Isabel Azevedo, diretora da Unidade de Energia no INEGI; Mafalda Silva, investigadora sénior no INEGI e coordenadora técnico-científica da Etiqueta Energética das Cidades
16/10/2025As cidades são por excelência os locais onde as pessoas vivem, trabalham, onde estão localizadas as principais atividades económicas e estruturas socias. Num mundo cada vez mais urbanizado, torna-se de extrema importância reforçar a eficiência e a sustentabilidade energética das cidades através de mecanismos e políticas adequados e eficazes. Neste contexto, o conceito de smart city surge como uma solução integradora, capaz de conjugar tecnologia, inovação e sustentabilidade.
Como sublinha Isabel Azevedo, “As cidades são a escala natural para a implementação de soluções de transição energética, porque é nelas que se concentram tanto os problemas como as oportunidades”.
Nos últimos anos, o conceito de smart city evoluiu de uma abordagem centrada apenas na digitalização de serviços urbanos para um paradigma mais abrangente, que integra objetivos de neutralidade carbónica, resiliência climática e participação ativa dos cidadãos. Reflexo disso é a EU Mission on Climate-Neutral and Smart Cities que pretende apoiar um conjunto de cidades a tornarem-se neutras em carbono até 2030, testando abordagens intersetoriais e novos modelos de governança que privilegiam a co-criação com stakeholders locais e com os cidadãos. Em Portugal, várias autarquias têm vindo a assumir compromissos claros neste caminho, alinhando-se com as metas europeias e nacionais de mitigação das alterações climáticas.
No âmbito da Agenda Aliança para a Transição Energética (ATE), financiada pelo Plano de Recuperação e Resiliência nacional, o INEGI está envolvido em dois projetos que pretendem apoiar os municípios no cumprimento dos compromissos de neutralidade carbónica, com recurso a uma camada de digitalização e inovação.
Na vertente de monitorização do consumo de energia em edifícios municipais, o objetivo da plataforma será mitigar ineficiências, reduzir o consumo de energia e melhorar a sustentabilidade dos edifícios sob gestão municipal. Nesse sentido, a plataforma irá permitir a monitorização continuada da energia utilizada nos edifícios públicos, como o edifício da Câmara Municipal, bibliotecas, escolas e piscinas, de forma agregada e por edifício. Os dados de consumo são analisados com recurso a algoritmos de inteligência artificial, desenvolvidos no âmbito do projeto, que permitem identificar padrões de consumo por edifício. Estes algoritmos permitem a criação de modelos preditivos do consumo para a semana seguinte, e a identificação de anomalias na utilização de energia (com a criação de alarmística dedicada). A informação obtida facilita a identificação de ineficiências e orienta intervenções direcionadas para a melhoria do desempenho.

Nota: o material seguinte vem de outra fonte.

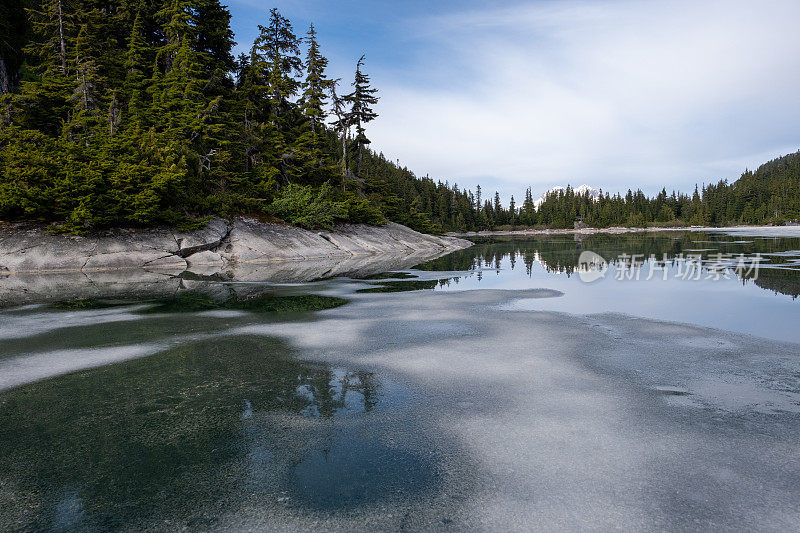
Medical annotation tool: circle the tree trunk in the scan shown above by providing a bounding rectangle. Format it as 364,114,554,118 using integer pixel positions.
58,0,67,72
0,57,11,94
356,143,364,178
342,131,347,191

Não obstante o reconhecimento da importância das cidades na mitigação das alterações climáticas, não existe, à data, nenhum sistema capaz de avaliar, medir e comunicar de forma clara o desempenho energético das cidades. Apesar de existirem alguns índices de sustentabilidade globais ou indicadores compósitos (grande parte à escala nacional), estes são muitas vezes demasiado abrangentes e complexos, tornando difícil identificar ações concretas de melhoria, e por outro lado, raramente chegam aos decisores ou aos cidadãos por forma a influenciar as suas decisões e escolhas, no que toca por exemplo a investimentos públicos, ou ao local de residência, respetivamente.
Como destaca Mafalda Silva, “Falta criar mecanismos que apontem direções concretas de melhoria nas cidades. As etiquetas de desempenho energético têm tido um papel fundamental na promoção da eficiência noutros contextos, é urgente transportá-las para os sistemas urbanos”.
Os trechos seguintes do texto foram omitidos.